Aber auch die Weiterentwicklung der Kooperation unter den Mitgliedsstaaten bei der Beschaffung und Nutzung von Verteidigungsgütern und -fähigkeiten ist durchaus positiv zu sehen. Zum einen lassen sich dadurch signifikante Einsparungen in den Verteidigungshaushalten erzielen, die anderen wichtigen staatlichen Aufgaben zugutekommen können. Zum anderen liegt in der verstärkten Kooperation im Verteidigungssektor auch eine Friedenskomponente, sowohl im Innen- als auch im Außenverhältnis. Je stärker die Kooperation und dadurch bedingte gegenseitige Abhängigkeit, desto unwahrscheinlicher werden jedwede kriegerische Auseinandersetzungen untereinander. Aber auch Kriegseinsätze außerhalb der EU können mit voranschreitender Integration der Verteidigungssysteme nicht mehr von einzelnen Staaten im Alleingang bewerkstelligt werden, sondern hängen von der Beteiligung mehrerer Staaten ab. Dies bedeutet eine gegenseitige Disziplinierung.

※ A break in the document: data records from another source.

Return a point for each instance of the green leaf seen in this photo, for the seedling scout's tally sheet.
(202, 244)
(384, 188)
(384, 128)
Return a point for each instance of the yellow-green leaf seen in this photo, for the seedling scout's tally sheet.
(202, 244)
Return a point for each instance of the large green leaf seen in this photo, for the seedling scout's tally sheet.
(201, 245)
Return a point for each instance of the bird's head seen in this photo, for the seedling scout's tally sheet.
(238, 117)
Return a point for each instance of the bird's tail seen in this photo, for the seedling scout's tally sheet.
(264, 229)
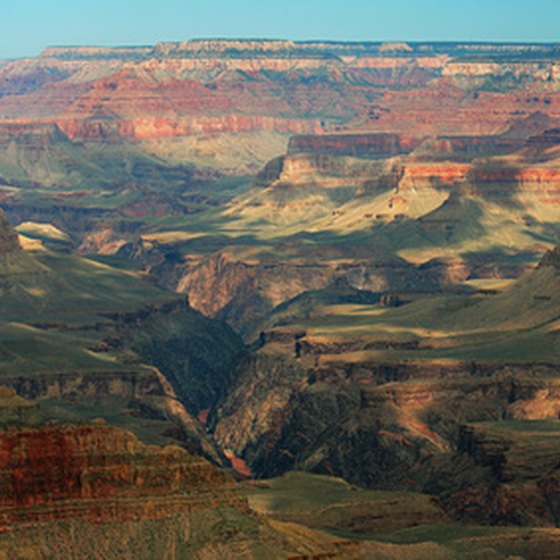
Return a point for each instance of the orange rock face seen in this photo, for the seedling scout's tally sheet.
(101, 473)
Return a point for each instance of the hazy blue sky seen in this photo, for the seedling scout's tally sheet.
(27, 26)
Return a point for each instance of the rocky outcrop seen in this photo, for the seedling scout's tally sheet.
(101, 473)
(355, 145)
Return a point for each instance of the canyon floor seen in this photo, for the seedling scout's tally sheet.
(274, 299)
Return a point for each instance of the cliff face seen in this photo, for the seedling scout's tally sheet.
(43, 470)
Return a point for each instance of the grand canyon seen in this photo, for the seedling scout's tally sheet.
(280, 299)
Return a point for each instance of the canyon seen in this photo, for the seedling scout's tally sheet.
(280, 299)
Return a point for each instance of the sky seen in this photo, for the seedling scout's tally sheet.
(28, 26)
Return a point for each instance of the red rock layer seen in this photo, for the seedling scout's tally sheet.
(101, 473)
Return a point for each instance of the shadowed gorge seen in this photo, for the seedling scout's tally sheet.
(280, 299)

Sehr kritisch zu bewerten ist jedoch die vom Europäischen Rat vorgezeichnete stärkere Verbindung der Sicherheits- und Verteidigungspolitik mit dem Bereich Justiz und Inneres, insbesondere was den Umgang mit irregulärer Migration angeht. Grenzschutz muss eine zivile Aufgabe bleiben.

Rat, Kommission, Hohe Vertreterin, EDA und Mitgliedsstaaten sind nunmehr aufgefordert, die in ihrem jeweiligen Zuständigkeitsbereich liegenden Aufträge auszuführen. Auf Grundlage eines diesbezüglichen Fortschrittsberichts des Rats wird sich der Europäische Rat im Juni 2015 wieder mit der GSVP befassen und weitere Handlungsempfehlungen aussprechen. Diese erneute Befassung der Staats- und Regierungschefs bereits eineinhalb Jahre nach dem Gipfel ist weiteres Zeichen für die neue Dynamik in diesem Politikfeld.